Alternative Interpretation
The first solution above doesn't explain what's wrong if the player is allowed to open the first envelope before being offered the option to switch. In this case, A stands for the value which is seen then, throughout all subsequent calculations. The mathematical variable A stands for any particular amount he might see there (it is a mathematical variable, a generic possible value of a random variable). The reasoning appears to show that whatever amount he would see there, he would decide to switch. Hence, he does not need to look in the envelope at all: he knows that if he would look, and go through the calculations, they would tell him to switch, whatever he saw in the envelope.
In this case, at Steps 6, 7 and 8 of the reasoning, A is any fixed possible value of the amount of money in the first envelope.
Thus, the proposed "common resolution" above breaks down and another explanation is needed.
This interpretation of the two envelopes problem appears in the first publications in which the paradox was introduced, Gardner (1989) and Nalebuff (1989). It is common in the more mathematical literature on the problem.

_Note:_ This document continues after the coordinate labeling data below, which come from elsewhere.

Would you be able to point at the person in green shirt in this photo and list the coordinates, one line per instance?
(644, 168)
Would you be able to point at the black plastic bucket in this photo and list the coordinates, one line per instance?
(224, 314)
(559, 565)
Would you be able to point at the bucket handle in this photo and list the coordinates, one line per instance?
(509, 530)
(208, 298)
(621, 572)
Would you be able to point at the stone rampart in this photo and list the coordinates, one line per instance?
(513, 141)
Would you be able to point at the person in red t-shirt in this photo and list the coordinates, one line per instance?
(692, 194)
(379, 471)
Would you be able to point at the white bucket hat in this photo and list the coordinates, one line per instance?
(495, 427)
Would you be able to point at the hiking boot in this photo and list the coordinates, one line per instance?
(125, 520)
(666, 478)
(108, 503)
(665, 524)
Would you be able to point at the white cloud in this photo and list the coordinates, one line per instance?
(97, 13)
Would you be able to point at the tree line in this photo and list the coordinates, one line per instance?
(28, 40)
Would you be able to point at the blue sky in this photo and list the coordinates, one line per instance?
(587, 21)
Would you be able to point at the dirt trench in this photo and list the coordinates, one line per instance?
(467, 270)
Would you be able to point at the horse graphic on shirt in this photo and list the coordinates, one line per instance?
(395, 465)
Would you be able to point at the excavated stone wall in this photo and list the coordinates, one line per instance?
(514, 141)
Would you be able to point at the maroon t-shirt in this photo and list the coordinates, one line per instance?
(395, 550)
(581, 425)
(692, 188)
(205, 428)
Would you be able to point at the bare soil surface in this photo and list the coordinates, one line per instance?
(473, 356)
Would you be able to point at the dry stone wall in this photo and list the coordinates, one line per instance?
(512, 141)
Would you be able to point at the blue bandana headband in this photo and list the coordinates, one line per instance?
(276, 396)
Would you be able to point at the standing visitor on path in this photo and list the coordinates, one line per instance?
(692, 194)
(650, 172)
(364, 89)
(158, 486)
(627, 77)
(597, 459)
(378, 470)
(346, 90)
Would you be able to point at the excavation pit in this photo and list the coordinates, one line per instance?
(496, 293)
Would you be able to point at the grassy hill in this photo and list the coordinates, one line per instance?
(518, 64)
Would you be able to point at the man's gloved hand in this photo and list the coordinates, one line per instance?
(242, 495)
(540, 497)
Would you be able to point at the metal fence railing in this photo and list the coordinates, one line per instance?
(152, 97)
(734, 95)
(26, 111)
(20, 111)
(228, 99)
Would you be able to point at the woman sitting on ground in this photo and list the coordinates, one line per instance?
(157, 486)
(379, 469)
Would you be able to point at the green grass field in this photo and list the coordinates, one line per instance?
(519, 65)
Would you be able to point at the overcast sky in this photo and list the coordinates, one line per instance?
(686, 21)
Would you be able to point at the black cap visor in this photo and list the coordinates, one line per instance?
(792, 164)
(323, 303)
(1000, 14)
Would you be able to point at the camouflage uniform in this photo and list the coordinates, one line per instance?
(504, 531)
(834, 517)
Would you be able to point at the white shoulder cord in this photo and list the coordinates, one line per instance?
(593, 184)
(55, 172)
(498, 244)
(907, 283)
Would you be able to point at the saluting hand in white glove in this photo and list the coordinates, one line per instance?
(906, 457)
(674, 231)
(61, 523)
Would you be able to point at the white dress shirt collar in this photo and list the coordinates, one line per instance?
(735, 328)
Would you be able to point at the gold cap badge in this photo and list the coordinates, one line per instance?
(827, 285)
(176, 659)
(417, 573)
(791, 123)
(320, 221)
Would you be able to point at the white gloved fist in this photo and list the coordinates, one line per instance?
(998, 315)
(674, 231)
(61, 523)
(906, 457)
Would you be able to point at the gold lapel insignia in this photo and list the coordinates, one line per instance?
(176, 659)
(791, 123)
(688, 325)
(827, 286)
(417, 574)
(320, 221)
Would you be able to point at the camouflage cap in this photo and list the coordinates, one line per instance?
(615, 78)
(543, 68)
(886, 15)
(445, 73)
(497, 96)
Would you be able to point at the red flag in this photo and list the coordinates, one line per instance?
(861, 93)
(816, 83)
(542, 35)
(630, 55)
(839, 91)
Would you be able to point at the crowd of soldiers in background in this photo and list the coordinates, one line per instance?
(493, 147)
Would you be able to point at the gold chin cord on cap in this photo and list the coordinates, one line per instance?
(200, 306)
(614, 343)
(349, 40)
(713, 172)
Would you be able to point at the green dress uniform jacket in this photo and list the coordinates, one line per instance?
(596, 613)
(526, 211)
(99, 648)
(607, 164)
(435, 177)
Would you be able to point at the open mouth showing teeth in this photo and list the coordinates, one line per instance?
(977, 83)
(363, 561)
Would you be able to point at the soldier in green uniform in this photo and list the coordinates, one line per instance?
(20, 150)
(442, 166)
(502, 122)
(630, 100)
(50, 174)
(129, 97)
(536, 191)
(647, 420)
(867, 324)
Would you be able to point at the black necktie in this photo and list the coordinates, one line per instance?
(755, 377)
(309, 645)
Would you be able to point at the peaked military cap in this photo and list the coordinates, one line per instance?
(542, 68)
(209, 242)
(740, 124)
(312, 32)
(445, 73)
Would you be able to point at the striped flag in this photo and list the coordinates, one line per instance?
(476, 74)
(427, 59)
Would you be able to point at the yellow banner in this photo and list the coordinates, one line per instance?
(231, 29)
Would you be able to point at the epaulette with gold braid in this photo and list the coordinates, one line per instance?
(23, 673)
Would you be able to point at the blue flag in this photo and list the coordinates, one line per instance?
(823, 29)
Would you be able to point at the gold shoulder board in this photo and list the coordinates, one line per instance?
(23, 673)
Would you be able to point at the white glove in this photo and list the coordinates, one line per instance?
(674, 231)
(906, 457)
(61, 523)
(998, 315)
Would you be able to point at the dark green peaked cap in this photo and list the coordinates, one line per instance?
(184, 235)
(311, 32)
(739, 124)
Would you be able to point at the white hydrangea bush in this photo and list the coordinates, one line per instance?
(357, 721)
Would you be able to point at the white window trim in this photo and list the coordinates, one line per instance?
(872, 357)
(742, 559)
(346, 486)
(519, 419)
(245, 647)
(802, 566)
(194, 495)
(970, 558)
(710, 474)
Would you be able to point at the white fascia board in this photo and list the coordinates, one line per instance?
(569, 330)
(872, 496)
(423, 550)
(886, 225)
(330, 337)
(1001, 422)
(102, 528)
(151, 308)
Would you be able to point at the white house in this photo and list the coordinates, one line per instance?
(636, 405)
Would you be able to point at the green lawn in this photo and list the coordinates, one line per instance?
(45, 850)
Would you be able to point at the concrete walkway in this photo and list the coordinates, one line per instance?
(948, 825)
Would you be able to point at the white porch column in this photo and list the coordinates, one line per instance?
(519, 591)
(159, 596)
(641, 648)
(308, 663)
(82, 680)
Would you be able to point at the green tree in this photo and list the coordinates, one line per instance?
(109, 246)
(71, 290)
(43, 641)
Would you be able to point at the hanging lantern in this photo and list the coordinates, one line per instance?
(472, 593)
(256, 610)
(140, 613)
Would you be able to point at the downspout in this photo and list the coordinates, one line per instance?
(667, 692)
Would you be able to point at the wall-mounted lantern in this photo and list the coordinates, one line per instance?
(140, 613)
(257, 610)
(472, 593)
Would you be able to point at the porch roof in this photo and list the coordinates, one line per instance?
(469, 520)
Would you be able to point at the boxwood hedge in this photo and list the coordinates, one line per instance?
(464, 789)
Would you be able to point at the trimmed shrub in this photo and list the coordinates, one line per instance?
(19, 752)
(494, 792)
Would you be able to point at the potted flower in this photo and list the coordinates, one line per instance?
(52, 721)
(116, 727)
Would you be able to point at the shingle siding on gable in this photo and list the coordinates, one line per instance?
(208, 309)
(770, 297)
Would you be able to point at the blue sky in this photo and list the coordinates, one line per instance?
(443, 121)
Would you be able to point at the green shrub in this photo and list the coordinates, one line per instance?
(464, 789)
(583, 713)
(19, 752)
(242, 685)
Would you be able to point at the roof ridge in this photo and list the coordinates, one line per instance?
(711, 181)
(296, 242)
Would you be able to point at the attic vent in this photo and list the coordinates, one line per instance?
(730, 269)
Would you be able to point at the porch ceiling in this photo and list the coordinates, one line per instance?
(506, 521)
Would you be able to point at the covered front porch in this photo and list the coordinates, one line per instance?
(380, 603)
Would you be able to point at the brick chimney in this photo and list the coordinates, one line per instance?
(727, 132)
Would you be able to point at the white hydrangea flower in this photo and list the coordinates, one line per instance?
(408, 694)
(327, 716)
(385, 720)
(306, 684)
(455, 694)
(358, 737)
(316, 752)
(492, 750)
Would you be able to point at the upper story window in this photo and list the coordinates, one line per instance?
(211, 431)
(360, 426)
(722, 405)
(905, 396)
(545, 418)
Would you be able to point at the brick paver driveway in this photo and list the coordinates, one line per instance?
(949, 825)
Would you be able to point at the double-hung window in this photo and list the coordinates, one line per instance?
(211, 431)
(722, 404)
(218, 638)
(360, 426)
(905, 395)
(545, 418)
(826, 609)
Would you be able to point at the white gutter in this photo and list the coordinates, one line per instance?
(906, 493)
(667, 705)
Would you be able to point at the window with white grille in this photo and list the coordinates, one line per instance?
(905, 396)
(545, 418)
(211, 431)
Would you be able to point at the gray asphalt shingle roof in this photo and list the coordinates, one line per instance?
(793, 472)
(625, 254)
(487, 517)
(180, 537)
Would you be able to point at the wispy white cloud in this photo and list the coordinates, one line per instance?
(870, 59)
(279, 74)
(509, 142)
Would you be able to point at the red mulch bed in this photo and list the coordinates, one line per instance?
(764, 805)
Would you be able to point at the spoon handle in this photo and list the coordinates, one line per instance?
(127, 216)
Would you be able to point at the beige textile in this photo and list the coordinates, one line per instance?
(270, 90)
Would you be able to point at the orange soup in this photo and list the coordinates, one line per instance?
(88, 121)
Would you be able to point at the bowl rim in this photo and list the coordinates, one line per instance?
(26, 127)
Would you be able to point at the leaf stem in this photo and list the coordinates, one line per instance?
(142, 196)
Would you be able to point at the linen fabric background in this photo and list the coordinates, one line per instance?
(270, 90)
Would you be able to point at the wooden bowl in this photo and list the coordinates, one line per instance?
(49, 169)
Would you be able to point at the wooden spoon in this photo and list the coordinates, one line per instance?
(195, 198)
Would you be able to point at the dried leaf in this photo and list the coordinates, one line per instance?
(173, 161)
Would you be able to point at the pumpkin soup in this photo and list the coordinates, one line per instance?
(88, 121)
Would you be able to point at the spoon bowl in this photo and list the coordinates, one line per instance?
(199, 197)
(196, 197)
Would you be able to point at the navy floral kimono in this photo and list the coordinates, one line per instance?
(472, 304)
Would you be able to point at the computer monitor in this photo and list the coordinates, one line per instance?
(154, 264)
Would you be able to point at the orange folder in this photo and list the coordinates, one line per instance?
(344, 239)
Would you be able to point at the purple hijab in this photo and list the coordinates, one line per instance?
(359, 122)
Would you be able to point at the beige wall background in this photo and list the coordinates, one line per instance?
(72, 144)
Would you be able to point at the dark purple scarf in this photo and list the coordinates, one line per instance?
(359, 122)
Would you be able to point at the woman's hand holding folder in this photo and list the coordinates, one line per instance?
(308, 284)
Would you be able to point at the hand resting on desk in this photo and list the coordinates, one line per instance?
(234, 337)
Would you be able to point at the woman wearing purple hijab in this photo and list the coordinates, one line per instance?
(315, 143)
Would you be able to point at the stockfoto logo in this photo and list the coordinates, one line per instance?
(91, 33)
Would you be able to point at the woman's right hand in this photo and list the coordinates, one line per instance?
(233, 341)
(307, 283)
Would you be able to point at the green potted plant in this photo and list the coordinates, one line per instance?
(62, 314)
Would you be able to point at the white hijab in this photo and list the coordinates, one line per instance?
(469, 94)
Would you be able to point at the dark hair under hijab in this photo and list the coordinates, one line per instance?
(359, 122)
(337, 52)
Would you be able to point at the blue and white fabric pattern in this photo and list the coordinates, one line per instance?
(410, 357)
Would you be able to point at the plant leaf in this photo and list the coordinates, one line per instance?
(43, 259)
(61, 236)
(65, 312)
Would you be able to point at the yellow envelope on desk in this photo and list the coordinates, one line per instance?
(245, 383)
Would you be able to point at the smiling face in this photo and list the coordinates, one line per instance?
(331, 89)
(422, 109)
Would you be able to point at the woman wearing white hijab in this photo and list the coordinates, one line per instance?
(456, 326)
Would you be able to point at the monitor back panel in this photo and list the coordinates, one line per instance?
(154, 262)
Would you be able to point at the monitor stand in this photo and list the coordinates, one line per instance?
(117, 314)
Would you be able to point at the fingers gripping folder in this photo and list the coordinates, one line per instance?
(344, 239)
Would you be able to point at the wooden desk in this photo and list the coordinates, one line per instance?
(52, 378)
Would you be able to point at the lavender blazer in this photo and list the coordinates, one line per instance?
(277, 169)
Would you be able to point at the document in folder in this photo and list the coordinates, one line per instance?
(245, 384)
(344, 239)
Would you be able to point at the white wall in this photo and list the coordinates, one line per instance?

The "common resolution" above depends on a particular interpretation of what the writer of the argument is trying to calculate: namely, it assumes he is after the (unconditional) expectation value of what's in Envelope B. In the mathematical literature on Two Envelopes Problem (and in particular, in the literature where it was first introduced to the world), another interpretation is more common, involving the conditional expectation value (conditional on what might be in Envelope A). In order to solve this and related interpretations or versions of the problem most authors utilize the Bayesian interpretation of probability.